For anyone who hasn’t noticed, there’s another weird issue on Wasabi at Backup won’t complete with 2.0.4.4 resolved (perhaps dangerously) by seemingly using unencrypted HTTP. The actual cause of that is still more unclear, especially until additional reports come in pointing to some common factor to get suspicious about…


#22

This is what Wasabi told me:

Thanks for the note and reaching out to us.   We are sorry for the problem.     We are still investigating the root cause on our end but can you tell us whether or not it would be possible for you to re-upload the objects in question?   

From our observations in our logs, the 2 objects in question are:

[duplicati-20181122T130004Z.dlist.zip](http://duplicati-20181122t130004z.dlist.zip/).aes in bucket 59489 dp-maggie

and

[duplicati-20181122T070000Z.dlist.zip](http://duplicati-20181122t070000z.dlist.zip/).aes in bucket 54866 dp-marge

Thanks,
Jim

And when I asked where I can get those files from?
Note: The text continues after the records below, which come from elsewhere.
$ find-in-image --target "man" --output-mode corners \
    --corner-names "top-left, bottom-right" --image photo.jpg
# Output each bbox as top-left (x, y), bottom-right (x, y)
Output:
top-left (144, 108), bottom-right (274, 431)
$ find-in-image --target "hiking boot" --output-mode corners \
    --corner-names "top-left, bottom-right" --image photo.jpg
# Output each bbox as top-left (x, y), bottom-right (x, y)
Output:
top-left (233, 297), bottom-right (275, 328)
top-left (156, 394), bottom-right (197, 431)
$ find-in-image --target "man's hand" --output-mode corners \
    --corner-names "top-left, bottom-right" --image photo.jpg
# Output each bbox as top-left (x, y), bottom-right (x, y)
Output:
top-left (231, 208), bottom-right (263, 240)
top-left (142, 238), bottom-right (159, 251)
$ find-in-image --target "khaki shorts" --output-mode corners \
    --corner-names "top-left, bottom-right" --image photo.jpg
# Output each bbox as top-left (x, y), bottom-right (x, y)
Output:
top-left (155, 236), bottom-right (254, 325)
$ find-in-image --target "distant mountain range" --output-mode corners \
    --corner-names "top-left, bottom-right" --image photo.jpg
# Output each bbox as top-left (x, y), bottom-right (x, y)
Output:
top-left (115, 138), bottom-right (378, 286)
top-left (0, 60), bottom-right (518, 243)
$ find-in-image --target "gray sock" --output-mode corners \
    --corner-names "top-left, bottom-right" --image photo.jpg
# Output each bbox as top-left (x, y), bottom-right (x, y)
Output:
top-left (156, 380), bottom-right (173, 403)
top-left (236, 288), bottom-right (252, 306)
 you are correct in terms Duplicati generating those files and storing them in Wasabi. Let me reach out to the Duplicati folks and see what they recommend. Sorry for the inconvenience

Jim

To me that points at an issue at their end as I wasn’t the only one it seems.

I do have some local backups from each night though I’d need to look if they include the profile folder holding the database at the time - I use a service so it’s stored in the Windows folder somewhere. If I got the database files back, how could we rebuild the file from it?


#23

Let me see if I can get @JonMikelV in on this due to past experience (and tests) with rebuilding dlist (and I think dindex) files on the backend, however going this route would make me even more nervous about what might happen (see my point on copying off the destination and using --dry-run). There have been cases of restoring an old copy of the database from an image backup, doing repair, and having the result be making the destination look like the database (basically deleting new versions), whereas one would like the reverse.

Feel free to start seeing if you have a suitably recent local backup of the database for remote. Maybe it can also help in some other way. Meanwhile, maybe I can find some of these other forum posts that I’m recalling.